I have to include this photo taken on a local walk!
I have to include this photo taken on a local walk!
Rice drying on the roadside. Someone had confidence in their weather forcasting! |
Well our driver did turn up, almost on time, and we were soon back in Santa Clara for the night before getting the bus back to Havana. This took almost four hours without stopping apart from allowing the men out on a dual carriageway to relieve themselves, socialism doesn't quite mean gender equality yet!
We spent a pleasant couple of days exploring parts of Havana we hadn't been able to get to on our first visit. These included the "Museo de la Revolucion", "Pavillon Granma", "Parque de Fraternidad, "Capitolio Nacional" and the bay front around the Malecon.
National Capital Building, the seat of the Cuban Government until 1959 and now occupied by the Cuban Academy of Sciences. |
This made for a great end to the holiday and showed a slightly different side to Havana that we hadn't seen on the central part of the old city.

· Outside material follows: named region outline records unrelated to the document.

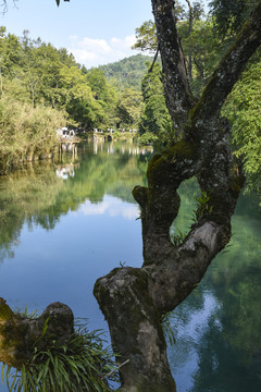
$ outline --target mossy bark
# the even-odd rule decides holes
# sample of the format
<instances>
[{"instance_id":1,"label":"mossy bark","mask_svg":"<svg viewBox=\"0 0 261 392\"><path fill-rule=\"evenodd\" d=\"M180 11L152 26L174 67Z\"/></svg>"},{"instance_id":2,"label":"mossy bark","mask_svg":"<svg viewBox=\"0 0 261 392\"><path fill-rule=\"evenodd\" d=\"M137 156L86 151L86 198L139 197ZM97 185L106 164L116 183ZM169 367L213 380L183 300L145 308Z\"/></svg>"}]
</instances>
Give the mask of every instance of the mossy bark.
<instances>
[{"instance_id":1,"label":"mossy bark","mask_svg":"<svg viewBox=\"0 0 261 392\"><path fill-rule=\"evenodd\" d=\"M210 262L231 238L231 218L245 177L229 147L222 105L250 56L261 44L261 3L227 51L198 102L191 97L173 1L152 0L164 72L166 103L179 139L156 155L148 187L136 186L140 206L144 264L99 279L95 295L109 322L115 352L129 364L121 369L123 391L175 391L160 323L198 285ZM196 176L208 204L182 244L170 240L179 209L178 187Z\"/></svg>"}]
</instances>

I guess before signing off I should mention more about the cars that Cuba is famous for. We found a complete range of cars from the old american gas guzzlers of the 1950's to modern 2014 built cars and four wheeled drive vehicles with a good selection of old Russian cars as well including the Lada that was once seen in the UK but rarely now days. One thing that hit us about Havana was the amount of building renovation work that was in progress; I suspect things will change in the future as Cuba takes on more of the modern world, but hopefully it will retain the old world charm and sustainability that make it an example for us foreigners! We always found the Cubans themselves to be polite, generally happy and caring and never felt unsafe on the city streets, day or night, even two old codgers!